The short take: The dish—a meat and potatoes affair in a rich broth—dates back at least 1,000 years, an offshoot of Hungary’s classic but lesser-­known pörkölt, a meat stew made with ample paprika.
But rather than dwell on origin stories, Rosenstein prefers to share his theory about what sets a great goulash apart. In a word—pacing!

First, a goulash primer. Like so much of Hungarian cuisine, it starts with what locals often call their holy trinity: onions cooked in fat and with enough paprika to not merely season, but even serve as a thickener.
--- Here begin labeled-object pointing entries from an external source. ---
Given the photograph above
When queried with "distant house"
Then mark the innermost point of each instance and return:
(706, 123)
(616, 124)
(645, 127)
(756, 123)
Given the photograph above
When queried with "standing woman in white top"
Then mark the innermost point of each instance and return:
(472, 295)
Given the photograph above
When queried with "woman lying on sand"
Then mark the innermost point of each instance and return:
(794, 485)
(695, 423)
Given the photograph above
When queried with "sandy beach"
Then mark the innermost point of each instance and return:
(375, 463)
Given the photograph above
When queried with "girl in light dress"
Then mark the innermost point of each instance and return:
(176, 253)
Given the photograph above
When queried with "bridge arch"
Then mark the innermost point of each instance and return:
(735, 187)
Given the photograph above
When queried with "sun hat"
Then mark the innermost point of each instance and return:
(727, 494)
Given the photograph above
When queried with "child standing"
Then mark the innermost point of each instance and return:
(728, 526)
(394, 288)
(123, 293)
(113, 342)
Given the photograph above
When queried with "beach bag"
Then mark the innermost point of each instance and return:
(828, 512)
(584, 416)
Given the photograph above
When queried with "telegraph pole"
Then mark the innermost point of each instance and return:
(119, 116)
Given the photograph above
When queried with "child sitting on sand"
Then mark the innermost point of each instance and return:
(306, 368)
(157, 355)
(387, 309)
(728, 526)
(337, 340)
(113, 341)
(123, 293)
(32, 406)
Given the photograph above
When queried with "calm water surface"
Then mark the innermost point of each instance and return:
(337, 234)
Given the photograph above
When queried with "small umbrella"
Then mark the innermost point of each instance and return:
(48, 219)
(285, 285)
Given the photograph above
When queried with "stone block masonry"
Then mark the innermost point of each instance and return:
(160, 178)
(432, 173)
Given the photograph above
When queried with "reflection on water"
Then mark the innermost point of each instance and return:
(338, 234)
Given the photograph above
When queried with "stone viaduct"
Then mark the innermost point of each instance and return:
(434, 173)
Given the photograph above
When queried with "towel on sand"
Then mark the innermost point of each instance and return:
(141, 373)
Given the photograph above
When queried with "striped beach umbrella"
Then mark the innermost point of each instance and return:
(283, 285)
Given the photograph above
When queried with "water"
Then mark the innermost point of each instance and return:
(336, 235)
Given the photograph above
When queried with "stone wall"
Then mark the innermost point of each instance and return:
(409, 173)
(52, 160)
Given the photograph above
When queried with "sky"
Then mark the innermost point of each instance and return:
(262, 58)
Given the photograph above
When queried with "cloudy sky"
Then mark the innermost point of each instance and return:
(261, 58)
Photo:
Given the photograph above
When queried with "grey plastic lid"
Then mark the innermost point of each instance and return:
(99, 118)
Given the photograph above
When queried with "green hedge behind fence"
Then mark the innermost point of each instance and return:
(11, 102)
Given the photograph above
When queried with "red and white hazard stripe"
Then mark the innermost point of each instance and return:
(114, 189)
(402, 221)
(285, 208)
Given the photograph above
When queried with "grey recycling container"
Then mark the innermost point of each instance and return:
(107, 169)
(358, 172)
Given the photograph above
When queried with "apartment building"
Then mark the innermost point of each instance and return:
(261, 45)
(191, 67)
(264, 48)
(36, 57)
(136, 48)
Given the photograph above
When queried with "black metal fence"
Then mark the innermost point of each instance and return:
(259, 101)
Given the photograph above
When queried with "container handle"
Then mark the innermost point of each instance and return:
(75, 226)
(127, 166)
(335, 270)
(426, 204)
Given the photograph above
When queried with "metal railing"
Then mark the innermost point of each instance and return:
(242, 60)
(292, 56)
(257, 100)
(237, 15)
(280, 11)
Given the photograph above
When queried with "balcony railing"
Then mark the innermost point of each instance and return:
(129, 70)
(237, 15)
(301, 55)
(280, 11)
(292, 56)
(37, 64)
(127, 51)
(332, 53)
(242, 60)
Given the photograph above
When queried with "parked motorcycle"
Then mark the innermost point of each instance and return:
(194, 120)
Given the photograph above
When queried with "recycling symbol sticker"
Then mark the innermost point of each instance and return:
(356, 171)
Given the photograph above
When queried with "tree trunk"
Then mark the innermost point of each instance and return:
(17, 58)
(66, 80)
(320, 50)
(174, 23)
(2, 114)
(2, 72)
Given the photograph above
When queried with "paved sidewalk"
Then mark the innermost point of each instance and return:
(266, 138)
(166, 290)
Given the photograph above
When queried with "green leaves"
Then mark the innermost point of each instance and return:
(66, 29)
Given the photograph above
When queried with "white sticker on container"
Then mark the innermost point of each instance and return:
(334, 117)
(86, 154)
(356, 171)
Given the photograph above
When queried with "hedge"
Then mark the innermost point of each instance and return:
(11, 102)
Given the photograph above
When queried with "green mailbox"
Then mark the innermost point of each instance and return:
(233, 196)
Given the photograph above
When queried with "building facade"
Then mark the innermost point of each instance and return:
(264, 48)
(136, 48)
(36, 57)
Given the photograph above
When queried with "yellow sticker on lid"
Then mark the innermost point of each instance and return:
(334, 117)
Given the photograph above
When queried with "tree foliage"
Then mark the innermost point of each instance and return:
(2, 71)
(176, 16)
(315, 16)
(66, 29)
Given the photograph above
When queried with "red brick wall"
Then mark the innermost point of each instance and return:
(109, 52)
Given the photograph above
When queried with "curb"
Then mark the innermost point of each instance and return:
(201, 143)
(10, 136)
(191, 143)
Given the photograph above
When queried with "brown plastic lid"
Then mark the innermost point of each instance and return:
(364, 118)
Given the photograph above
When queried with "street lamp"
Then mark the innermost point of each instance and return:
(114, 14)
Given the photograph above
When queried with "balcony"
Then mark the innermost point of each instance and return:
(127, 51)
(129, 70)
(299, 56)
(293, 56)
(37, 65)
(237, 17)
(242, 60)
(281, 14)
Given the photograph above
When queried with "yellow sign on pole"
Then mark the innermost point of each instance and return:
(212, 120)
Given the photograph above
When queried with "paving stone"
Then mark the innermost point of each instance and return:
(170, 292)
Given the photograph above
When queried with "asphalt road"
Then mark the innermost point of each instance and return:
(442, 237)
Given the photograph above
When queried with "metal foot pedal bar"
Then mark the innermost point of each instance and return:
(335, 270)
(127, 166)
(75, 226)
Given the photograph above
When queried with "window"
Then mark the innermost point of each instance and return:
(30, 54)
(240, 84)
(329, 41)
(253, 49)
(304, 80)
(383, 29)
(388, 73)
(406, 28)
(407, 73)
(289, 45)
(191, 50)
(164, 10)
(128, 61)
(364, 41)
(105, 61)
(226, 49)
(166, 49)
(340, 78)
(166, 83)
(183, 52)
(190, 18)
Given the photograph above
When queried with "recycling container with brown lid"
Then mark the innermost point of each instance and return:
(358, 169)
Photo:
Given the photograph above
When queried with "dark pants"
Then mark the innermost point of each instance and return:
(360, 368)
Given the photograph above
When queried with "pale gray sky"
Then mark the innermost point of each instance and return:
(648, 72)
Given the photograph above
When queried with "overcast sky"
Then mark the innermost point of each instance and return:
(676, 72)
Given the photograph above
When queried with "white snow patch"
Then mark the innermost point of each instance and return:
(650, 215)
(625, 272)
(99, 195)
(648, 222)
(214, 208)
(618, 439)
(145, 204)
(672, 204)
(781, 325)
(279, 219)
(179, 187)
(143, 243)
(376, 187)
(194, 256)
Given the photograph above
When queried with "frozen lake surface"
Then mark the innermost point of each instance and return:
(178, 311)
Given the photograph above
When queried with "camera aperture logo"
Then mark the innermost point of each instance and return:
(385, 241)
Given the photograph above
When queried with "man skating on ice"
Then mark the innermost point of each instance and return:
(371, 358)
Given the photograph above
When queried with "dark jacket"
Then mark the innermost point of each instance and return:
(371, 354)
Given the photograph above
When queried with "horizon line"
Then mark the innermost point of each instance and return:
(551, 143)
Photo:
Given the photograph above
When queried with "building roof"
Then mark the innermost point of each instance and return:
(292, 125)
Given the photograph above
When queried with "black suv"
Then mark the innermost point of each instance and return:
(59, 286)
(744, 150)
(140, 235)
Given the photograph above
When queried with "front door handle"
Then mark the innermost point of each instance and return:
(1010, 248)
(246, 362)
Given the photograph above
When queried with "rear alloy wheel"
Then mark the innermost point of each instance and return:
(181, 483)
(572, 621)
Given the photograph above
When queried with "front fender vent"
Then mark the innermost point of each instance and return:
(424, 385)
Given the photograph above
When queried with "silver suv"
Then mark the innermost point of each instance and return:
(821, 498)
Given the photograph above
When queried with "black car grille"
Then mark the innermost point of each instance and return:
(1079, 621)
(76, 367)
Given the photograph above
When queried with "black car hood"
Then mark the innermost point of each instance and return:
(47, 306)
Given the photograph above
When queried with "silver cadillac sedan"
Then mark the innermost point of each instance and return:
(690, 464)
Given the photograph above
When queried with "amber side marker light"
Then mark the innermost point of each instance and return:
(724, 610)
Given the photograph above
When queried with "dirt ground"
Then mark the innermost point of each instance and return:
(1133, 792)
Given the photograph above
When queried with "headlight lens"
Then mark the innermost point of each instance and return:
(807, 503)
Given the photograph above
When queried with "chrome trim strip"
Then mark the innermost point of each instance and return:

From there, meat and potatoes—and sometimes sweet root vegetables—are simmered until tender.

It seems simple, but making it sensational takes patience, Rosenstein says. As he prepares a batch for me, it’s clear this is no dump-and-simmer situation. Instead, he adds the paprika and cooking liquid in stages, each time allowing them to simmer down and thicken before adding more of each.

The impact is twofold—and brilliant. First, repeatedly reducing the liquid, each time with more paprika, produces a broth with deeply concentrated flavors—richness from the spice, sweetness from the onions and deeply savory notes from the meat. Second, adding the paprika in stages throughout cooking creates layers of flavors, each addition simmering for a different duration and therefore adding a different personality to the finished dish.

The result tastes far more complex than this simple staggering would suggest. Clearly, a dish 1,000 years old can still benefit from taking its time.